本文章由计算机程序翻译,如有差异,请以英文原文为准。
求助全文
约1分钟内获得全文 去求助
来源期刊
Anesthesia and analgesia
Anesthesia and analgesia 医学-麻醉学
CiteScore
9.90
自引率
7.00%
发文量
817
审稿时长
2 months
期刊介绍: Anesthesia & Analgesia exists for the benefit of patients under the care of health care professionals engaged in the disciplines broadly related to anesthesiology, perioperative medicine, critical care medicine, and pain medicine. The Journal furthers the care of these patients by reporting the fundamental advances in the science of these clinical disciplines and by documenting the clinical, laboratory, and administrative advances that guide therapy. Anesthesia & Analgesia seeks a balance between definitive clinical and management investigations and outstanding basic scientific reports. The Journal welcomes original manuscripts containing rigorous design and analysis, even if unusual in their approach.
期刊最新文献
The Effect of Intravenous Lidocaine, Ketamine, and Lidocaine-Ketamine Combination in Colorectal Cancer Surgery: A Randomized Controlled Trial. Scoping Review: Anesthesiologist Involvement in Alternative Payment Models, Value Measurement, and Nonclinical Capabilities for Success in the United States of America. Permutation Entropy Does Not Track the Electroencephalogram-Related Manifestations of Paradoxical Excitation During Propofol-Induced Loss of Responsiveness: Results From a Prospective Observational Cohort Study. Association of Intravenous Neostigmine and Anticholinergics or Sugammadex with Postoperative Delirium: A Retrospective Cohort Study.
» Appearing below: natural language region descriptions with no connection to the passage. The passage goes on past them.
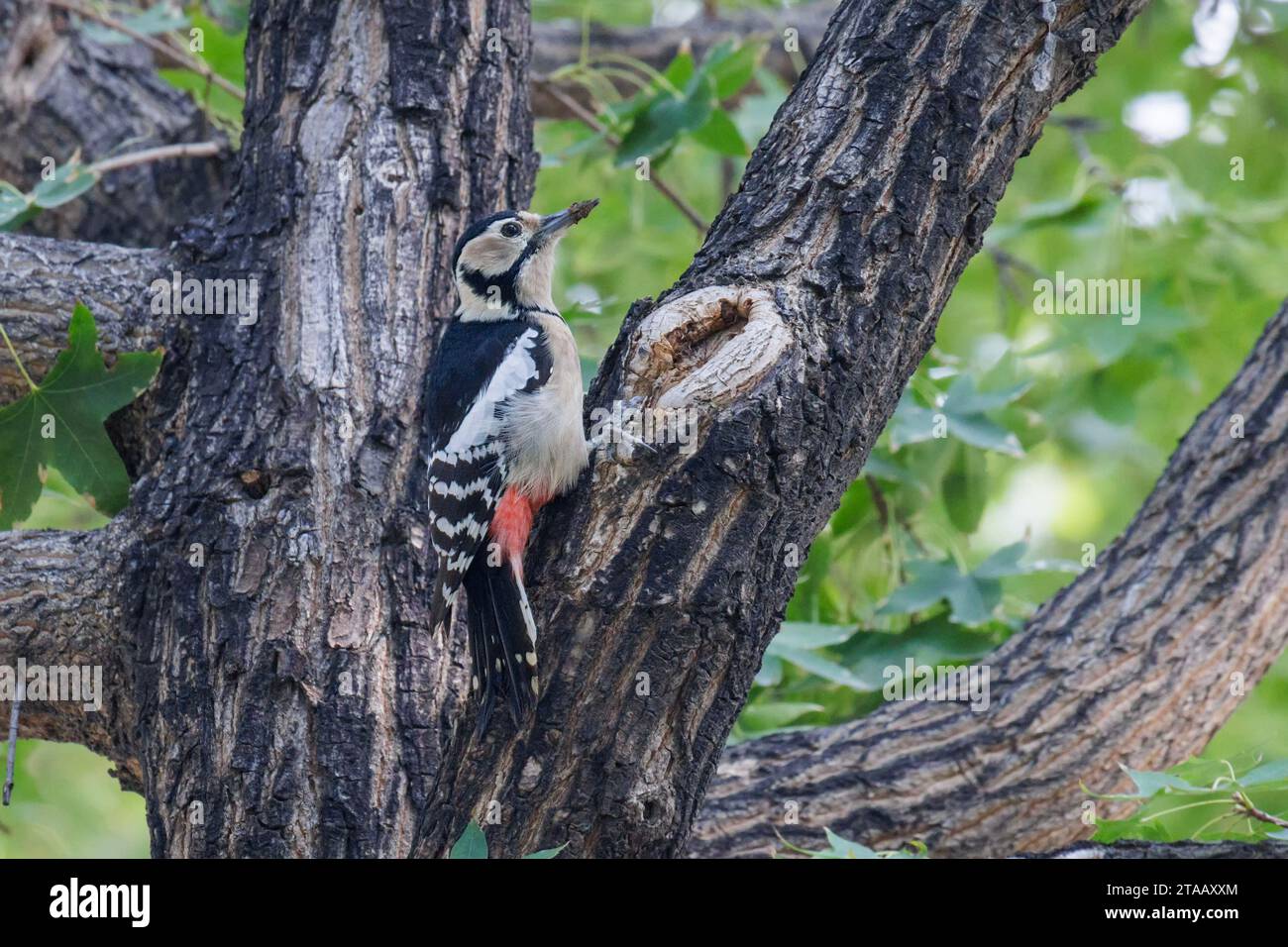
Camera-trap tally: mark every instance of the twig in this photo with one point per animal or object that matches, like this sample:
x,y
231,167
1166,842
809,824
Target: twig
x,y
165,50
162,154
1241,800
591,121
13,741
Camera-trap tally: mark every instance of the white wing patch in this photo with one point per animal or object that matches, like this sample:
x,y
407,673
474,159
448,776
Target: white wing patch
x,y
515,371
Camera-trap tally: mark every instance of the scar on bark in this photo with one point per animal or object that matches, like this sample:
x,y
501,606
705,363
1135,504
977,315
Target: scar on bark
x,y
706,347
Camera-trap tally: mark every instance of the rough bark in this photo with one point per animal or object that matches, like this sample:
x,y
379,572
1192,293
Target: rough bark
x,y
1175,622
46,278
287,699
677,567
58,600
286,684
60,93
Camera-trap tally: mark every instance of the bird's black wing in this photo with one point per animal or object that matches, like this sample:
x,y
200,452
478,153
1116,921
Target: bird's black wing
x,y
480,367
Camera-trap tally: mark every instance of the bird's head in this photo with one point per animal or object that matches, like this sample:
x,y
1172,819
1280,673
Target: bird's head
x,y
503,262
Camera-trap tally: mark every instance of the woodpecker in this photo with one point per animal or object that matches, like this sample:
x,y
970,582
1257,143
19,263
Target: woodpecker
x,y
505,424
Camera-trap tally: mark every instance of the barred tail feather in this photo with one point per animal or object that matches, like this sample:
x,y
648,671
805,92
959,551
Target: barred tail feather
x,y
441,603
502,648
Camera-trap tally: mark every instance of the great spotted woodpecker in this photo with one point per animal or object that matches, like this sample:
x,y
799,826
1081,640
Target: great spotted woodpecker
x,y
505,419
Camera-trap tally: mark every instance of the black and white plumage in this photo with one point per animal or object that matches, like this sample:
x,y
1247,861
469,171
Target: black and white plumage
x,y
505,405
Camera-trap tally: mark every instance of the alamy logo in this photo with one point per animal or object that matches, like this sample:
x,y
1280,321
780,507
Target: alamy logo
x,y
1077,296
193,296
58,684
913,682
102,900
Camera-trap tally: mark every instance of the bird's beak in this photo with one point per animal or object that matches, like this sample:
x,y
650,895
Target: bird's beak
x,y
554,223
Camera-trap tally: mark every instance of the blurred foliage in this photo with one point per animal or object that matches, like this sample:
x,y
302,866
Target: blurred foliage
x,y
473,844
1056,427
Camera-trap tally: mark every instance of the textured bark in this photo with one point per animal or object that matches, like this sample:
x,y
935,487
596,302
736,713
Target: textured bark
x,y
284,690
58,607
559,44
46,278
677,567
284,680
1184,605
60,93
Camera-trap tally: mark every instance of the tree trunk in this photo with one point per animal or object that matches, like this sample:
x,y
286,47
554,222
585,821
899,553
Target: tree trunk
x,y
261,607
1177,620
60,93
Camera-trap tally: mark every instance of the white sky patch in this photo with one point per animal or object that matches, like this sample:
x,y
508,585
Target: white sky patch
x,y
1150,202
675,12
1216,24
1158,118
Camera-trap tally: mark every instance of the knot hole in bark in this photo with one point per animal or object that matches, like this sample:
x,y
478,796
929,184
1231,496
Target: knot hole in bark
x,y
706,347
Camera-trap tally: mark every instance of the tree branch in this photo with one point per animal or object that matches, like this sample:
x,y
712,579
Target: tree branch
x,y
46,278
790,339
559,44
60,91
59,617
1138,663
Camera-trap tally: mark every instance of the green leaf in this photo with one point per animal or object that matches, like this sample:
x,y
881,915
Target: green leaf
x,y
721,136
964,414
730,67
59,425
14,206
472,844
69,182
809,634
855,506
1274,771
771,715
665,120
150,22
824,668
965,488
679,72
844,848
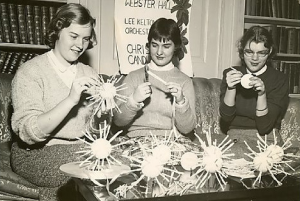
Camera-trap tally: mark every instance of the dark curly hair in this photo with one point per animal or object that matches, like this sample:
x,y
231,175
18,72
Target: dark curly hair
x,y
257,34
65,15
165,29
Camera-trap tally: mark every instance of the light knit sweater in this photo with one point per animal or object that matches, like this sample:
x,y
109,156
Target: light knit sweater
x,y
156,114
36,89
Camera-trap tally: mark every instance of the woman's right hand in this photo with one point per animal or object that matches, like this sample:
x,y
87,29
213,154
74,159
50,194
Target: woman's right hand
x,y
142,92
233,77
79,85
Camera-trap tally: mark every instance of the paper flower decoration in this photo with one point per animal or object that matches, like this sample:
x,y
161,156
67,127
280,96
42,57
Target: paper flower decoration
x,y
105,93
98,153
155,162
210,161
270,158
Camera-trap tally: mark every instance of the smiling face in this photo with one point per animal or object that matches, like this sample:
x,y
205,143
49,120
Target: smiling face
x,y
72,42
162,51
255,56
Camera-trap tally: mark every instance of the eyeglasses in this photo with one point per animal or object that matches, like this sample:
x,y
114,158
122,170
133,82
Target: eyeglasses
x,y
250,53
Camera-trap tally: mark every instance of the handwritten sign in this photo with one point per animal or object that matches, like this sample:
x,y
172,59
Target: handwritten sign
x,y
133,19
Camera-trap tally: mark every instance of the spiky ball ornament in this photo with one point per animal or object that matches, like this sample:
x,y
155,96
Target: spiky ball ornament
x,y
98,153
270,158
211,160
105,93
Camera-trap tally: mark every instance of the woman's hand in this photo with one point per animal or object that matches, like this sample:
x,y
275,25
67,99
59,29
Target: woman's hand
x,y
233,77
79,85
176,91
142,92
258,85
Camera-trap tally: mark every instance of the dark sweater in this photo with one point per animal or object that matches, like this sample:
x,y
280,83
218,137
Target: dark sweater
x,y
243,114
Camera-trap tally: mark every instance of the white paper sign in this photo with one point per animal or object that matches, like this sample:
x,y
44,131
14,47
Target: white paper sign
x,y
133,19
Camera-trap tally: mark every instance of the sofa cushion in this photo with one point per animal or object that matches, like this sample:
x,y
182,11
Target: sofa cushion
x,y
207,105
5,107
10,182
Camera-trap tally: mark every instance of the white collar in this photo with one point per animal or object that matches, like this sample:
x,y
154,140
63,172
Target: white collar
x,y
167,67
57,64
261,71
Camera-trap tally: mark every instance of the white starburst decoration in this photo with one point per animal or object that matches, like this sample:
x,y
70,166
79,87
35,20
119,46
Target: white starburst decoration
x,y
210,162
270,158
106,92
155,163
98,153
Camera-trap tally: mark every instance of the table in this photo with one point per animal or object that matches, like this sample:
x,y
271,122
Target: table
x,y
289,191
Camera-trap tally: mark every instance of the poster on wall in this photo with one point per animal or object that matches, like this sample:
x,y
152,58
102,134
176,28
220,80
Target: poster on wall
x,y
133,19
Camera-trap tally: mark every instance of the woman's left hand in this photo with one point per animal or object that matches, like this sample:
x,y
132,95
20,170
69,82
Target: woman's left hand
x,y
176,91
258,85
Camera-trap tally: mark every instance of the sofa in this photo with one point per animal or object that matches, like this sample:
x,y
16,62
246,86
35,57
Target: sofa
x,y
14,187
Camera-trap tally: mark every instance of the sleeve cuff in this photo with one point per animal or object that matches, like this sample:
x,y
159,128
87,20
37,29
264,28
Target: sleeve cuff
x,y
133,105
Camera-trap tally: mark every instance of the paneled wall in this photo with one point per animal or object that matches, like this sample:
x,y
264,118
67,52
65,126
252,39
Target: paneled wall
x,y
215,26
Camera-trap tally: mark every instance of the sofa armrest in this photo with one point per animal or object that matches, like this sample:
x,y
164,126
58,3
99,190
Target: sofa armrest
x,y
290,126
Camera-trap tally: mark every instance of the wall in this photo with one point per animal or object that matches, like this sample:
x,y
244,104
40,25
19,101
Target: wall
x,y
215,27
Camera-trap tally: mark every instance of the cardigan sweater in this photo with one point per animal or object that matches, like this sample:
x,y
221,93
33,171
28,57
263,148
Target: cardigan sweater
x,y
156,114
243,113
36,89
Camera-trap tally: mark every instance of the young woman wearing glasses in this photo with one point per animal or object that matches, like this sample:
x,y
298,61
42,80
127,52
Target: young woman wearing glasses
x,y
259,105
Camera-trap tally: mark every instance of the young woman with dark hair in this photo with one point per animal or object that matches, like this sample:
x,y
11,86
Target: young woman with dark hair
x,y
149,108
258,104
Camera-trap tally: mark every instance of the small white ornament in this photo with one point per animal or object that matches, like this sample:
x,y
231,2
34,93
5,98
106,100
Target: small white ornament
x,y
101,148
246,80
262,162
151,167
275,152
162,152
189,161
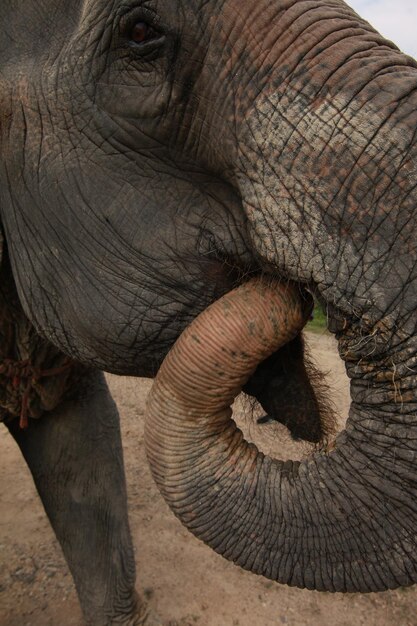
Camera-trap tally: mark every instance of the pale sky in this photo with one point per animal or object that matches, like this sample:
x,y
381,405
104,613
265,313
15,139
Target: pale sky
x,y
395,19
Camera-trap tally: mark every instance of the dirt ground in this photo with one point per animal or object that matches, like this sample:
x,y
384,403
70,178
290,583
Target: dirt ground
x,y
185,581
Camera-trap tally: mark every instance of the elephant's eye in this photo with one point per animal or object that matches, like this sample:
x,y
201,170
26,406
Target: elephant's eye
x,y
142,33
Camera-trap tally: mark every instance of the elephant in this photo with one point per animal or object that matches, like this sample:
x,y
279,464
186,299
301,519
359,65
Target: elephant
x,y
156,156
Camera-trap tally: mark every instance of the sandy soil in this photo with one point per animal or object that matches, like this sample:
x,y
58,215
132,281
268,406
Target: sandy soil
x,y
184,580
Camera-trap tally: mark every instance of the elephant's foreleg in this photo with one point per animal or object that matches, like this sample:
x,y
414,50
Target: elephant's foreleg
x,y
75,456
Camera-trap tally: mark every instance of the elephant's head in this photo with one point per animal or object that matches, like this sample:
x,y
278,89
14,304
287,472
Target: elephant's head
x,y
153,154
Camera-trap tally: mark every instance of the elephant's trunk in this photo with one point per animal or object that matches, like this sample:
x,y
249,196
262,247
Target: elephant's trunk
x,y
340,521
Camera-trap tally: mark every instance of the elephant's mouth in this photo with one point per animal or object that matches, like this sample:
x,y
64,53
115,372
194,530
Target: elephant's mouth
x,y
292,391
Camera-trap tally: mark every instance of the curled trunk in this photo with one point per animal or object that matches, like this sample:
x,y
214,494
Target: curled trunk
x,y
345,520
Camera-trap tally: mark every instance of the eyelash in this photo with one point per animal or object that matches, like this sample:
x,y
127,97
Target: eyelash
x,y
149,21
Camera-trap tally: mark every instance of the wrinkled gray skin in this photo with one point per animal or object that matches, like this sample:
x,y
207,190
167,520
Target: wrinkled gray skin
x,y
141,180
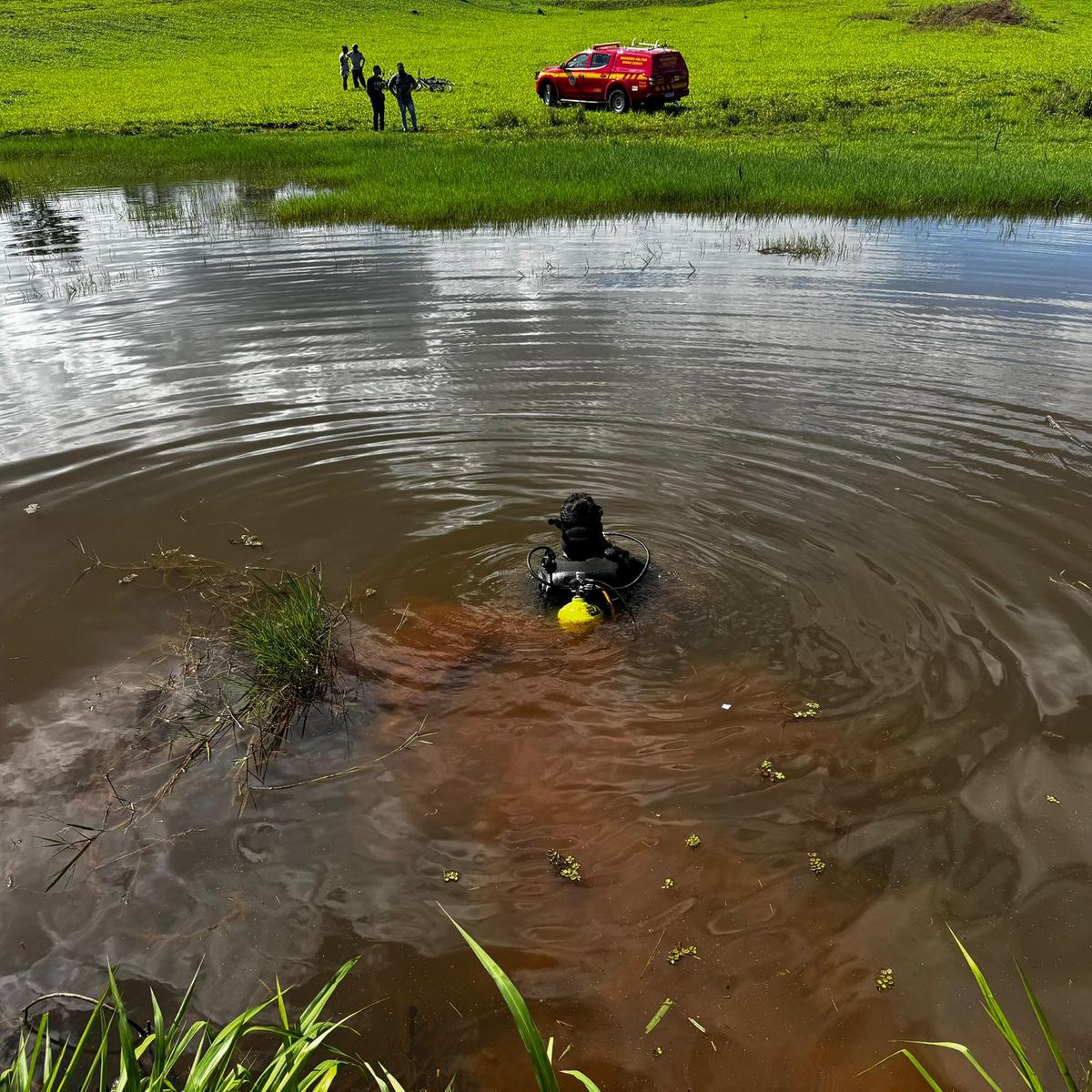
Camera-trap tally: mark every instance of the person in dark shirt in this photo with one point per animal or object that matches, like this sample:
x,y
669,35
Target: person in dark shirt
x,y
403,86
358,58
343,59
377,92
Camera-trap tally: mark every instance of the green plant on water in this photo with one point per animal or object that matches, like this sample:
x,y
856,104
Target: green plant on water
x,y
285,632
1033,1079
567,866
178,1055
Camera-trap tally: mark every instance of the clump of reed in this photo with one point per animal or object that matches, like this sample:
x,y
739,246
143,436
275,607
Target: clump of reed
x,y
284,634
258,652
1019,1054
294,1054
813,247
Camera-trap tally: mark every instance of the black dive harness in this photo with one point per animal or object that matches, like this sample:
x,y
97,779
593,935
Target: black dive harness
x,y
598,577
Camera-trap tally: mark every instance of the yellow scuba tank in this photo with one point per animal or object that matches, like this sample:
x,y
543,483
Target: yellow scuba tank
x,y
579,616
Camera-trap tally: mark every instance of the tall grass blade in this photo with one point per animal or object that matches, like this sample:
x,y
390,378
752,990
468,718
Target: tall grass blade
x,y
532,1040
960,1048
587,1081
1025,1067
1047,1033
926,1076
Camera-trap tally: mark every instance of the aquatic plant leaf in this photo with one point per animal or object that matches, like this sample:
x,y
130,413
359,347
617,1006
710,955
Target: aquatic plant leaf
x,y
661,1013
587,1081
1047,1033
130,1067
926,1076
312,1011
960,1048
1002,1022
532,1040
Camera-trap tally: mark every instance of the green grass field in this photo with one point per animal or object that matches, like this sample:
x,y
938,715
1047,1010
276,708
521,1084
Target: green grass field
x,y
795,106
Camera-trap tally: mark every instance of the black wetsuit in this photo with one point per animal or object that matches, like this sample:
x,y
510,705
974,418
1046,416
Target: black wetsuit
x,y
609,571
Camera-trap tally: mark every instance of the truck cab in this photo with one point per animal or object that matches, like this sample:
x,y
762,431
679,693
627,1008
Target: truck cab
x,y
621,76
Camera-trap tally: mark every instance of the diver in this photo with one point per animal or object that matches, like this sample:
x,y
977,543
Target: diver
x,y
588,579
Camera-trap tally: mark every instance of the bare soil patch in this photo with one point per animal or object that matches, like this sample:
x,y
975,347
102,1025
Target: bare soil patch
x,y
945,16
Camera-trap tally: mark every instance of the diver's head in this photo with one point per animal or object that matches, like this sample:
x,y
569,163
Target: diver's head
x,y
581,525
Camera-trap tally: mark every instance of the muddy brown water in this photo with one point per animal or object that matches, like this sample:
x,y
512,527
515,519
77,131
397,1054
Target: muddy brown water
x,y
852,495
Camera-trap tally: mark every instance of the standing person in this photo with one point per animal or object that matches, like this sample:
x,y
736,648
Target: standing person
x,y
358,58
403,86
377,88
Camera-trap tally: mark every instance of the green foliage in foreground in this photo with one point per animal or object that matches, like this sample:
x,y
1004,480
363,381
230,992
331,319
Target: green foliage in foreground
x,y
192,1057
1019,1055
459,181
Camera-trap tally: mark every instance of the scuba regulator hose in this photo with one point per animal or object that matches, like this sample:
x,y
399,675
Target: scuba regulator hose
x,y
579,614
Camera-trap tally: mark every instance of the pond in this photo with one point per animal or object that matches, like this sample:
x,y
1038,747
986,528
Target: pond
x,y
853,497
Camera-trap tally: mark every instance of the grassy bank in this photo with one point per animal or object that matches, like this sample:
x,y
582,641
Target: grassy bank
x,y
851,106
458,181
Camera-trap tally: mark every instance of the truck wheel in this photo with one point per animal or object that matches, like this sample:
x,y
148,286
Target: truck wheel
x,y
618,101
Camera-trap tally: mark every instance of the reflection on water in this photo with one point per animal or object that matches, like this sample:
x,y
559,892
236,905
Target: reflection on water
x,y
853,497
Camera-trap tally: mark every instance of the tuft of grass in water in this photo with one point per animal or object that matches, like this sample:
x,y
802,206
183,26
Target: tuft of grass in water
x,y
285,632
814,247
295,1053
1032,1078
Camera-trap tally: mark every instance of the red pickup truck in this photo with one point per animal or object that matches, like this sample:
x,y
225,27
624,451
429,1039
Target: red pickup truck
x,y
620,76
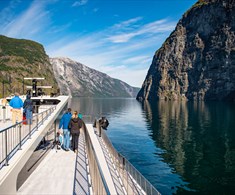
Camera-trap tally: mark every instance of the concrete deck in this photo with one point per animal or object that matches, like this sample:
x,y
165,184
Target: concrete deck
x,y
8,174
60,172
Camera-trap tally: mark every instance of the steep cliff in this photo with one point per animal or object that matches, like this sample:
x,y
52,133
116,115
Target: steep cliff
x,y
197,61
21,58
76,79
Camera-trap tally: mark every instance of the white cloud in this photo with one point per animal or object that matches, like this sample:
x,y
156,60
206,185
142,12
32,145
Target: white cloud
x,y
79,3
151,28
127,61
29,22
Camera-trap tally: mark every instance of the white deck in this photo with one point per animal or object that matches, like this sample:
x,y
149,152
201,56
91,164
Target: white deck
x,y
60,172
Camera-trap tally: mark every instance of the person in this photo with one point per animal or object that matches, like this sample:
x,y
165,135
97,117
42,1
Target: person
x,y
104,123
80,115
28,108
75,125
64,123
16,103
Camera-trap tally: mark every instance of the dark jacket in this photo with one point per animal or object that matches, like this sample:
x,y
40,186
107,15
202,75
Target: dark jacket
x,y
74,125
64,122
16,102
28,104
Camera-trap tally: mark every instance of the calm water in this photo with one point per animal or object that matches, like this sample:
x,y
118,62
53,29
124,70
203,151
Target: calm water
x,y
181,148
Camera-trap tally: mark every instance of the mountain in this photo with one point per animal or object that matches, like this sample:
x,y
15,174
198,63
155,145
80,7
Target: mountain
x,y
21,58
197,61
77,79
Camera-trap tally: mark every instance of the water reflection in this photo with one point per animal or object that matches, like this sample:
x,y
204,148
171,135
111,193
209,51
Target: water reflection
x,y
129,134
199,142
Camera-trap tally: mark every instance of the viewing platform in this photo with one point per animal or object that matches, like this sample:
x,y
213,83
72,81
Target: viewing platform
x,y
97,168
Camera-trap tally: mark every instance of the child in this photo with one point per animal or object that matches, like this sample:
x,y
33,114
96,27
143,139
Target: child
x,y
60,139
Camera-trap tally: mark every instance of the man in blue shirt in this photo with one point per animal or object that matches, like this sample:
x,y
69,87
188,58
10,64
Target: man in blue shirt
x,y
64,123
16,103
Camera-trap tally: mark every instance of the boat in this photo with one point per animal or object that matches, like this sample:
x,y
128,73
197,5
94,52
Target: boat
x,y
97,168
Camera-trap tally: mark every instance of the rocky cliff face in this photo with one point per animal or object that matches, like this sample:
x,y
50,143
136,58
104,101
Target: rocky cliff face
x,y
197,61
76,79
21,58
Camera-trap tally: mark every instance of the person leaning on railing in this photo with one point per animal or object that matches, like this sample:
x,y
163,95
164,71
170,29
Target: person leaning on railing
x,y
75,125
16,103
28,108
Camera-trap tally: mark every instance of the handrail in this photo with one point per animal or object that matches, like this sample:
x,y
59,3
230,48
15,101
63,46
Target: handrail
x,y
13,137
133,181
99,184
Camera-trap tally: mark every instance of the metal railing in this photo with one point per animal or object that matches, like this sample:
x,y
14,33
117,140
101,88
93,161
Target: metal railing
x,y
98,182
133,181
6,111
13,137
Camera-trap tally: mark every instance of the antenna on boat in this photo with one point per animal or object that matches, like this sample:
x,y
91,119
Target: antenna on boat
x,y
37,90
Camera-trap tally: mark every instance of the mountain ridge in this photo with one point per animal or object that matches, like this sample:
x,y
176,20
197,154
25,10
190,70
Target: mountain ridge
x,y
77,79
197,60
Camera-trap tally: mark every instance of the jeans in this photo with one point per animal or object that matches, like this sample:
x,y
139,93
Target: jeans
x,y
74,143
29,116
66,143
16,115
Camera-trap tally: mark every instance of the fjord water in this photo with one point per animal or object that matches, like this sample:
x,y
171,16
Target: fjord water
x,y
180,147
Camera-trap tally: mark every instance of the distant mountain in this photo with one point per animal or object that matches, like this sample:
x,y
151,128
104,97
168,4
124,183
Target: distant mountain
x,y
77,79
197,61
21,58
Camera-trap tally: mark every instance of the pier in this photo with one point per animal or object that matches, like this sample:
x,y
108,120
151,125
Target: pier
x,y
97,168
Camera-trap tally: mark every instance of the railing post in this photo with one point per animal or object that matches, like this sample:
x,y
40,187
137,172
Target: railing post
x,y
99,129
37,121
29,131
4,113
55,131
42,118
20,137
6,144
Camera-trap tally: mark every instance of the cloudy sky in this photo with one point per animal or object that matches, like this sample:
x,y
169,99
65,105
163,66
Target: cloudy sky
x,y
117,37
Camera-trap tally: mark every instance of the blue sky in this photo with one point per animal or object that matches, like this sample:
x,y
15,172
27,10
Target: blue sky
x,y
117,37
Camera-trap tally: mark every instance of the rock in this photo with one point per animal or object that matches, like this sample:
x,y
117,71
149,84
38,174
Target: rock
x,y
197,61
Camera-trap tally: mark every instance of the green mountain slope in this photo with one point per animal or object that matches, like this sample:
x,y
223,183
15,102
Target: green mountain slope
x,y
21,58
Silent Night: A Story of Surgery on Christmas Eve.
×
引用
GB/T 7714-2015
复制
MLA
复制
APA
复制
导出至
BibTeX EndNote RefMan NoteFirst NoteExpress
×
×
提示
您的信息不完整,为了账户安全,请先补充。
现在去补充
×
提示
您因"违规操作"
具体请查看互助需知
我知道了
×
提示
现在去查看 取消
×
提示
确定
0
微信
客服QQ
Book学术公众号 扫码关注我们
反馈
×
意见反馈
请填写您的意见或建议
请填写您的手机或邮箱
已复制链接
已复制链接
快去分享给好友吧!
我知道了
×
扫码分享
扫码分享
Book学术官方微信
Book学术文献互助
Book学术文献互助群
群 号:481959085
Book学术
文献互助 智能选刊 最新文献 互助须知 联系我们:info@booksci.cn
Book学术提供免费学术资源搜索服务,方便国内外学者检索中英文文献。致力于提供最便捷和优质的服务体验。